É muito comum que grandes
artistas ou pensadores, no final de suas vidas e carreiras, venham a olhar para
um certo lado obscuro da existência. Atenhamo-nos ao básico: a faceta niilista
e caótica das últimas tragédias de Shakespeare; a abissal missa de Réquiem de Mozart, composto para seu próprio enterro; o pessimismo derrotista
nos últimos quatro álbuns de Bob Dylan; e até mesmo Freud demonstrou-se
profundamente desiludido com a humanidade em seus últimos textos. Se
conseguirmos aceitar isso como algum tipo de padrão – há que se considerar
sempre as exceções. A nona de Beethoven, por exemplo, é um canto de cisne
carregado de paixão e alegria – acho que ele se conforma com a resposta
aparentemente mais óbvia, mas que só acreditamos quando acontece conosco: o
envelhecimento é um processo muito difícil, de flagrante padecimento do corpo
(e, portanto, de proximidade com a morte), e com ele confluem o acúmulo de
frustrações e fracassos, de questões não-resolvidas, de inscrições
cicatrizantes que vamos carregando na alma. Além disso, é evidente que o mundo
não está ficando muito melhor, e daí é possível que estes artistas busquem uma
última lufada de ar, carregada de pestilência fúnebre, que finalize com
maturidade e severidade o próprio processo vital e artístico de cada um.

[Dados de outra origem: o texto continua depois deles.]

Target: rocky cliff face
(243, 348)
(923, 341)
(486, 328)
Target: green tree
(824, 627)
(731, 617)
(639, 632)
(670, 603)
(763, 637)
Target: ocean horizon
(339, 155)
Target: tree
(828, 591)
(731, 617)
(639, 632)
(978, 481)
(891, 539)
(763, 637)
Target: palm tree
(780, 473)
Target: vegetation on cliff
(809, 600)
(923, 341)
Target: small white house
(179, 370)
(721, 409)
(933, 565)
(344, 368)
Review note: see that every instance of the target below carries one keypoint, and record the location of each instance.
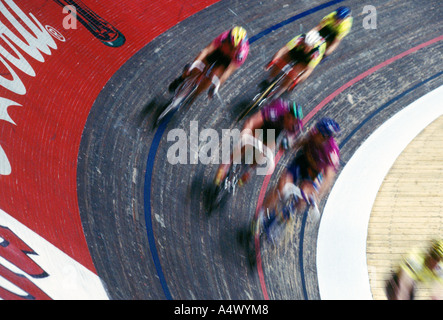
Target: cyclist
(229, 50)
(334, 27)
(419, 266)
(282, 116)
(314, 166)
(305, 50)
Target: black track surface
(199, 255)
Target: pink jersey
(328, 154)
(239, 55)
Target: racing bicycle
(271, 92)
(269, 227)
(187, 91)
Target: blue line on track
(156, 142)
(373, 114)
(366, 120)
(292, 19)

No caso que eu quero analisar
aqui, é muito curioso o fato de se tratar de André Franquin, não apenas um mestre dos quadrinhos, mas também um mestre do humor nos quadrinhos. E o humor
ganha particularidades insubstituíveis quando embebido de um tanto de...
obscuridade. E Franquin acabou revelando-se um mestre também naquilo a que
chamamos “humor negro”. Porém, antes de passar de vez a esta análise de seu
humor, eu gostaria de pedir licença e analisar seu terror, a partir do mesmo sentido com que Francisco de Goya, o
grande pintor do romantismo, instilou terror em sua fase terminal, já doente
(circa 1820), surdo e quase cego, pintando as paredes de sua casa com cenas
sombrias de rituais macabros, deuses pagãos e pessoas desfiguradas.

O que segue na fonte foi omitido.